Толпа загалдела, причем, по тону, уже не требуя крови, а поддерживая обвиняемого. Даже ратники впервые за все время отвели копья и перестали колоть своего пленника. Однако выборный не сдавался:
— А конь-то наш, родионовский!
— Откель коня взял, служивый? — немного расслабившись, откинулся на спинку кресла князь.
— Вдвоем с невольницей на трех конях скакали, княже. Второго заводного не хватало. Минуя Суздаль, встретили на дороге мужика с конем оседланным. Вот этим как раз. Пешим шел, рыжебородый, в тулупе овчинном, в колпаке таком же. Я спросил, не продажный ли конь. Тот полгривны спросил. У меня было, я отдал да рабыню на коня посадил. У степного и без того спина стерта вся под потником.
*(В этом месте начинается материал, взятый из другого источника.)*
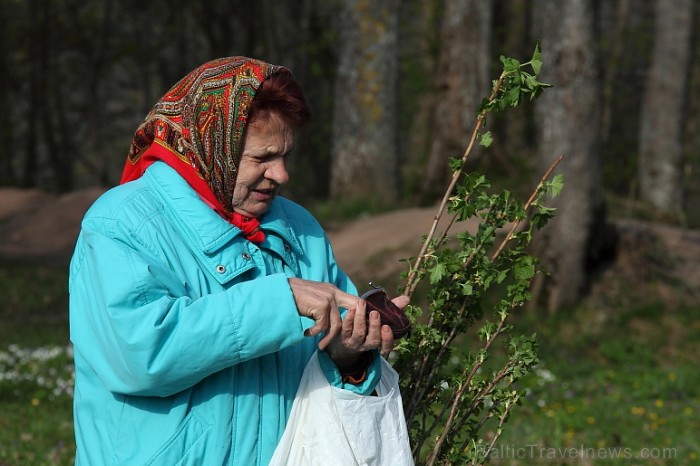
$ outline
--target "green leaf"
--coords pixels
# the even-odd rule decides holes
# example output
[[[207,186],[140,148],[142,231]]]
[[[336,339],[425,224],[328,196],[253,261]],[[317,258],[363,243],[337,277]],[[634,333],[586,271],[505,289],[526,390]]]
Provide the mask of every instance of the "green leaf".
[[[508,58],[501,55],[501,63],[503,63],[503,71],[510,73],[517,71],[520,68],[520,62],[515,58]]]
[[[535,72],[535,76],[540,74],[540,69],[542,69],[542,54],[540,53],[540,44],[535,44],[535,53],[532,54],[532,59],[530,60],[530,66]]]
[[[535,264],[532,260],[518,261],[513,266],[513,275],[517,280],[529,280],[535,276]]]
[[[462,169],[462,159],[458,159],[457,157],[450,157],[447,163],[450,166],[450,170],[453,172]]]
[[[437,282],[439,282],[442,277],[445,276],[447,273],[447,267],[445,267],[445,264],[435,264],[435,267],[433,267],[433,270],[430,271],[430,284],[434,285]]]
[[[549,87],[549,84],[537,80],[542,70],[542,56],[539,44],[534,49],[528,62],[500,57],[503,71],[497,80],[492,81],[493,97],[489,96],[481,102],[477,114],[483,128],[477,135],[479,145],[489,147],[494,140],[494,135],[484,125],[486,112],[524,104]],[[484,455],[486,450],[476,449],[478,445],[485,445],[480,438],[484,434],[481,427],[483,421],[488,417],[500,418],[502,422],[507,420],[513,406],[520,401],[519,393],[510,385],[537,363],[534,337],[529,340],[514,336],[514,326],[508,320],[518,307],[532,299],[531,281],[535,274],[543,273],[538,260],[529,256],[526,249],[533,232],[554,215],[553,208],[543,205],[544,200],[558,194],[563,182],[561,176],[553,176],[539,187],[532,208],[527,212],[531,221],[525,223],[525,228],[492,261],[490,252],[496,232],[507,223],[524,219],[524,204],[517,199],[518,196],[492,187],[484,175],[470,172],[463,165],[461,159],[450,160],[450,167],[460,176],[454,190],[447,193],[447,211],[456,215],[457,221],[472,218],[479,223],[479,227],[476,231],[452,232],[440,244],[433,238],[426,245],[429,247],[426,260],[416,266],[415,272],[418,277],[416,283],[421,280],[425,285],[425,282],[430,283],[426,287],[428,307],[424,316],[428,317],[425,320],[429,325],[420,323],[424,320],[418,318],[420,308],[409,308],[407,314],[414,321],[414,327],[411,335],[397,345],[399,357],[395,366],[399,371],[412,371],[417,360],[434,361],[439,366],[435,372],[439,376],[415,380],[409,377],[399,381],[404,391],[424,393],[422,399],[415,400],[415,405],[411,407],[414,413],[410,427],[412,434],[424,439],[422,444],[416,445],[418,451],[430,450],[429,439],[442,433],[437,424],[430,432],[422,430],[426,426],[420,420],[434,418],[436,406],[450,404],[450,400],[456,399],[473,406],[473,410],[469,411],[469,418],[455,419],[459,422],[459,428],[444,432],[445,442],[439,455],[451,464],[484,464],[488,462]],[[409,267],[412,263],[409,261]],[[497,284],[500,284],[498,290],[493,291]],[[498,319],[496,323],[489,323],[495,319]],[[478,322],[485,324],[479,328]],[[469,349],[454,344],[462,341],[461,337],[466,336],[467,332],[473,335],[475,331],[482,340],[478,347]],[[496,337],[510,342],[508,354],[504,355],[500,350],[494,353],[490,343],[485,344]],[[443,354],[450,357],[439,356]],[[487,361],[488,366],[483,365],[492,354],[499,356],[497,360]],[[459,362],[452,362],[455,358],[451,356],[457,356]],[[503,365],[501,356],[506,356]],[[467,379],[466,374],[471,369],[480,370]],[[499,371],[505,378],[498,387],[493,386],[486,391]],[[463,383],[468,383],[465,387],[468,390],[457,395],[456,388]],[[500,427],[498,430],[500,432]],[[467,439],[471,443],[466,443]],[[466,445],[466,448],[461,448],[461,445]],[[419,458],[418,462],[425,462],[425,458]]]
[[[527,73],[522,73],[521,74],[521,80],[523,87],[528,91],[528,92],[535,92],[537,88],[539,87],[539,84],[535,77],[531,74]]]
[[[493,322],[486,322],[478,331],[479,339],[482,341],[489,340],[495,331],[496,324]]]
[[[564,189],[564,175],[560,173],[554,175],[554,178],[552,178],[552,181],[549,183],[548,192],[550,196],[556,197],[561,193],[562,189]]]
[[[508,89],[503,96],[503,104],[506,107],[517,107],[520,101],[520,87],[514,86]]]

— Aral — обрадовался выборный. — Где же это видано: на дороге, коня, да под седлом — на продажу ставят? Кто — неведомо, разыскать — никак. Врет служивый, как есть врет!
— И вправду странно, Олег из Новгорода, — согласился князь.
— Думал ли я, что сыск по сему делу возникнет? — пожал плечами Олег, мысленно молясь, чтобы никто не догадался расспросить Урсулу. Она ведь его вранья не слышала, повторить не сможет. — Обрадовался везению своему, коня взял да дальше помчался.
Всеволод задумчиво почесал себя по переносице, потом вскинул голову. У Олега все ухнулось внутри, но…
— Помнишь ли ты вещи детей своих, женщина?
— Конечно, княже.
— Выложите перед ней, что в узлах у служивого. Может, чего и опознает…
Использовать в интересах следствия вещь, пусть и говорящую, правителю в голову не пришло.
Несчастная мать, зачесав волосы, подошла к сумкам и узлам, принялась в них рыться. Над площадью повисла мертвая тишина. Один мешок, другой-Скрутка с тряпьем, чересседельные сумки… Наконец женщина поднялась, вытерла глаза:
— Нет, нет тут ничего нашего, батюшка-князь.
Над горожанами пронесся вздох, который Олег принял за вздох облегчения. Похоже, большинство сочувствовало именно ему.